不過交涉的還算愉快,張玄這邊還是和雲香商會達成了合作。

雲香商會對於完顏部產出的酒精擁有優先收購權,收購價格由完顏部和雲香商會每年合議,之後雲香商會還會將張玄由技術參股獲得的那部分利益運送到燕京交給張玄。

總而言之,張玄這趟差事,除了拿到了祥瑞外,還額外搞了個不穩定的小金庫。

之所以說不穩定,便是隻要拓跋沁和阿骨打其中有一人作妖,他這份技術投資就算是打水漂了!

不過張玄也不在乎,發財的路子他有的是,此舉隻不過是摟草打兔子,給自己賺取一點啟動資金罷了!

這會兒可不是資本主義時代,錢賺的再多也不能通神!

縱使做到了天下首富,沒有相應的權柄,也隻是一隻任人宰割的肥羊而已!

張玄真正要緊的,還是通過拓跋婉兒掌握一支屬於自己的軍隊,這才是在這個時代的立身之基!

然而張玄肯定想不到,自己的根基這會兒已經搖搖欲墜了!

經過半個月的跋涉,張玄終於是又看到了燕京的城樓!

沒想到自己這一去就去了小半年,去的時候秋風蕭瑟,歸來時已是冰雪消融芳草茵茵!

此次護送張玄回燕京的,除了令狐明外,李臨淵也派出了一隊士兵作為隨從。

張玄在兩天前就派了一個人先趕到燕京報信,想來這會兒自己的妻子拓跋婉兒已經收到了消息了吧!

隨著城樓變得越來越高大,城門之下等候的人群也出現在張玄等人的視野中。

“肯定是公主聽說駙馬回來了,派人前來迎接!說不定公主也在其中呢!”令狐明笑著說道。

“真是的,我還特意叮囑過不要搞得太隆重,弄得我跟凱旋一樣,我又不是出去打仗了!”張玄也跟著感慨道。
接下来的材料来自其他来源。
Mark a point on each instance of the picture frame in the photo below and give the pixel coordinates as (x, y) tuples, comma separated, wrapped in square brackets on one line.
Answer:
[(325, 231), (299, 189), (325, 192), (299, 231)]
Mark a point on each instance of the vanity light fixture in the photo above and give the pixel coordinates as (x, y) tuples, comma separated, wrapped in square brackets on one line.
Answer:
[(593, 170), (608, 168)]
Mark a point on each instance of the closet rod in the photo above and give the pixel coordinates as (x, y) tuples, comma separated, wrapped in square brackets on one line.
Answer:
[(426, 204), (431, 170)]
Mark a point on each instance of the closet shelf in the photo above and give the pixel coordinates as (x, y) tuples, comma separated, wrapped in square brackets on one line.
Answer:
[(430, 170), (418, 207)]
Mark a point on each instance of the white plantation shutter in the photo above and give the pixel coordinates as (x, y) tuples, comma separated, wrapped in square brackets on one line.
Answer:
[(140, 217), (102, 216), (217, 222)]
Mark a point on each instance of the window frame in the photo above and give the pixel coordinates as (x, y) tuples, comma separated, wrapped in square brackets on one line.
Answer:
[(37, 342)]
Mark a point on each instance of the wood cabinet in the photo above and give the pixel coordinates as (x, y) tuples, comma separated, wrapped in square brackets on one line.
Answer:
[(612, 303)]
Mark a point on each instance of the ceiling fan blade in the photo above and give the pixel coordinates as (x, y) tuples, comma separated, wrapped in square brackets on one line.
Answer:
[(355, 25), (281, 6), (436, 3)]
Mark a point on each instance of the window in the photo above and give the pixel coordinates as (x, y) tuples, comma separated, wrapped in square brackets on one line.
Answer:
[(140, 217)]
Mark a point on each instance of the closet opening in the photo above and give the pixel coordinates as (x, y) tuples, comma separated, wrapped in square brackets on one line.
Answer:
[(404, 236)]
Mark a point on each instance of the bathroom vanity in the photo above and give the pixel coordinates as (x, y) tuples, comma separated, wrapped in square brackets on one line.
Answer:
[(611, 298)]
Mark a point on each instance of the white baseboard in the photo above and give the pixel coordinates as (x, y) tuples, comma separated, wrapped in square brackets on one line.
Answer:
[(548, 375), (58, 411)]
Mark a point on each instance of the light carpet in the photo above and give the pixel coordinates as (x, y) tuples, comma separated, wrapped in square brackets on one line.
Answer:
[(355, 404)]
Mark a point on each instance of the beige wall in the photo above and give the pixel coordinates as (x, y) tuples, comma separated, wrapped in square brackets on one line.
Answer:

一旁的趙汀蘭臉上卻寫滿了不安,“二皇子,我是不是要回避一下?”

“你避什麽?我會給婉兒解釋清楚的!放心好了,婉兒不是善妒之人!你我清清白白,避了反而被人說道!”張玄自信滿滿地回道。

旁邊的令狐明暗中對張玄翹起了大拇指,這駙馬也太能裝了!

“可是我.....”

“別可是了!就這麽說定了!等到了燕京我給你找個住處,等探清了大乾那邊的情況,再派人送你回去!”張玄擺起了一家之主的樣子。

隨著幾人的談話,隊伍離迎接的人群也越來越近。

直接張玄能看清對方的容顏,隨即大喜過望,自己的妻子婉兒果然在迎接隊伍之中。

不過張玄很快心裏有了一個小小的疑惑,接人就接人,為什麽要全副武裝呢?

不僅拓跋婉兒穿著甲胄,連公主府裏的那些親兵,也是個個不愛紅妝愛武裝,都身著鎧甲,手持長槍,盡顯肅殺之氣!
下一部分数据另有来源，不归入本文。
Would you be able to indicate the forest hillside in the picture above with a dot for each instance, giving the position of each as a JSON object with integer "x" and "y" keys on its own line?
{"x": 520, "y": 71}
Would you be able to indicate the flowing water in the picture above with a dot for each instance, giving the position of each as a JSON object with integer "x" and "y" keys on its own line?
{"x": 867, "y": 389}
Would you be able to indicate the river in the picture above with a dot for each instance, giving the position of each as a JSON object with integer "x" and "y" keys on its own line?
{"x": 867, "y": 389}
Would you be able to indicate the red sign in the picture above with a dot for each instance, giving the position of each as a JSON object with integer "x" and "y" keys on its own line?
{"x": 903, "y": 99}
等到兩方隊伍相隔不到五十步,連令狐明也察覺到不對了!

怎麽前來迎接的人一動也不動的?

張玄和令狐明不由自主的對視了一眼,都沒從對方臉上找到答案。

“婉兒!我回來了!”

張玄笑著衝拓跋婉兒揮手道。

然而對方還是一動不動沒有反應,張玄還以為自己聲音小了,對方聽不見。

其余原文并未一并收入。